LiNGAM determines the variable order from cause to effect using additive noise models, but it faces challenges with confounding. Previous methods maintained LiNGAM's fundamental structure while trying to identify and address variables affected by confounding. As a result, these methods required significant computational resources regardless of the presence of confounding, and they did not ensure the detection of all confounding types. In contrast, this paper enhances LiNGAM by introducing LiNGAM-MMI, a method that quantifies the magnitude of confounding using KL divergence and arranges the variables to minimize its impact. This method efficiently achieves a globally optimal variable order through the shortest path problem formulation. LiNGAM-MMI processes data as efficiently as traditional LiNGAM in scenarios without confounding while effectively addressing confounding situations. Our experimental results suggest that LiNGAM-MMI more accurately determines the correct variable order, both in the presence and absence of confounding.
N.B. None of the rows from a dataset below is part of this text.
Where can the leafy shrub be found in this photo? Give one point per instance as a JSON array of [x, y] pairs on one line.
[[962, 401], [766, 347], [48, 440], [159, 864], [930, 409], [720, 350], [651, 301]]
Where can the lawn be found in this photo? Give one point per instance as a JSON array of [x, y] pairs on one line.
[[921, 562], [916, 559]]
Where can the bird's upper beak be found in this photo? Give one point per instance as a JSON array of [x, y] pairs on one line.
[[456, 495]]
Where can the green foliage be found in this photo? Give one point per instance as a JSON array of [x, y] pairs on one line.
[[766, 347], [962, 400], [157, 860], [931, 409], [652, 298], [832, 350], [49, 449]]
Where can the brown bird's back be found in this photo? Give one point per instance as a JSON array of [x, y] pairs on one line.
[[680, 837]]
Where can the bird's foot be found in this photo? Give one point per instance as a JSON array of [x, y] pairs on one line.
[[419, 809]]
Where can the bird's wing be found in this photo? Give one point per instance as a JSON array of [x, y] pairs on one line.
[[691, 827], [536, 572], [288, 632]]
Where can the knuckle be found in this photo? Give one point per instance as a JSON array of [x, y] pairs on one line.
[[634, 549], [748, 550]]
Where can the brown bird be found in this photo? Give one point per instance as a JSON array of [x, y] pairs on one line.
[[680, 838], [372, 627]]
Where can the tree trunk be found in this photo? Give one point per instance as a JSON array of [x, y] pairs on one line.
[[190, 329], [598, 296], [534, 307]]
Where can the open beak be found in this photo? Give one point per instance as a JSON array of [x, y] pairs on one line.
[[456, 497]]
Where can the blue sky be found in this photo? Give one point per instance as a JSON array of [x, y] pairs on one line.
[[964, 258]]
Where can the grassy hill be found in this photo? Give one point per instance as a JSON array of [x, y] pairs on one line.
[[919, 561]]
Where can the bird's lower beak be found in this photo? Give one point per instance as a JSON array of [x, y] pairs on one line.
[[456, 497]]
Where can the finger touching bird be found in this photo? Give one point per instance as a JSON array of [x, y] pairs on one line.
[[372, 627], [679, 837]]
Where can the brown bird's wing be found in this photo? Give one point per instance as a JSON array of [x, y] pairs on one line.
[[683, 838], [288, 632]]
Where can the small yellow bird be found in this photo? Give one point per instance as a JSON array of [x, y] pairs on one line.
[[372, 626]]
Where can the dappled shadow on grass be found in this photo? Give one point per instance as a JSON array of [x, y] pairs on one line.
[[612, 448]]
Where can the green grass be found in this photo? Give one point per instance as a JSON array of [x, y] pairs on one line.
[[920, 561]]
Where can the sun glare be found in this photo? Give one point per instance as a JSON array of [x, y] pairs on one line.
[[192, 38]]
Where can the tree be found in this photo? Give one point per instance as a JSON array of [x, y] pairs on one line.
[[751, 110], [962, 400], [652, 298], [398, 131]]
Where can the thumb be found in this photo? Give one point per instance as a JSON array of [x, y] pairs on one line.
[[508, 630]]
翻译：LiNGAM通过加性噪声模型确定从原因到结果的变量顺序，但在处理混杂问题时面临挑战。以往方法在保持LiNGAM基本结构的同时，试图识别并处理受混杂影响的变量。因此，无论是否存在混杂，这些方法都需要大量计算资源，且无法确保检测所有类型的混杂。相比之下，本文通过引入LiNGAM-MMI方法对LiNGAM进行改进：该方法利用KL散度量化混杂强度，并通过排列变量以最小化其影响。通过最短路径问题的形式化，该方法能高效获得全局最优的变量顺序。在无混杂场景下，LiNGAM-MMI的数据处理效率与传统LiNGAM相当，同时能有效处理混杂情况。实验结果表明，无论是否存在混杂，LiNGAM-MMI均能更准确地确定正确的变量顺序。